Художник говорил о балете и Нижинской, о своих картинах и купившем их Сергее Назимове, о сестре Веры Томашевич и своей бабушке. Молчал только о том, куда подевал девушек.
— Тарас Адамович, — пододвинул ему теплую чашку с чаем титулярный советник, — что не так?

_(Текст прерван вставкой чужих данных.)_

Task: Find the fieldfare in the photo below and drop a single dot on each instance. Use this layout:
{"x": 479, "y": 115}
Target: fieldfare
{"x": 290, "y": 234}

— Все не так, Александр Семенович. Ты ведь и сам видишь.
— Вижу. Он не убийца. Даже в том возбужденном состоянии, в котором сейчас находится. Он не мог убить.
— Но сознался, что одна из девушек мертва.
— Ты понимаешь, что это значит? — спросил Репойто-Дубяго.
Тарас Адамович кивнул.
— Что будем делать?
— Я поговорю с ним. Еще раз.
Обшарпанная комната с голыми стенами. Посредине стол и два стула. Арестованного привели жандармы, усадили на стул. Тарас Адамович вошел в комнату через минуту, аккуратно прикрыв за собой дверь. Сел напротив давнего знакомого, скользнул взглядом по измятому пиджаку, заметил не слишком аккуратные пряди волос, несвежую рубашку. Удивительно, но даже в таком виде Щербак сохранил шарм и элегантность. Утонченность Париса таилась в длинных пальцах, в глубине глаз, в выверенных жестах, когда он откидывал волосы со лба или клал руку на стол.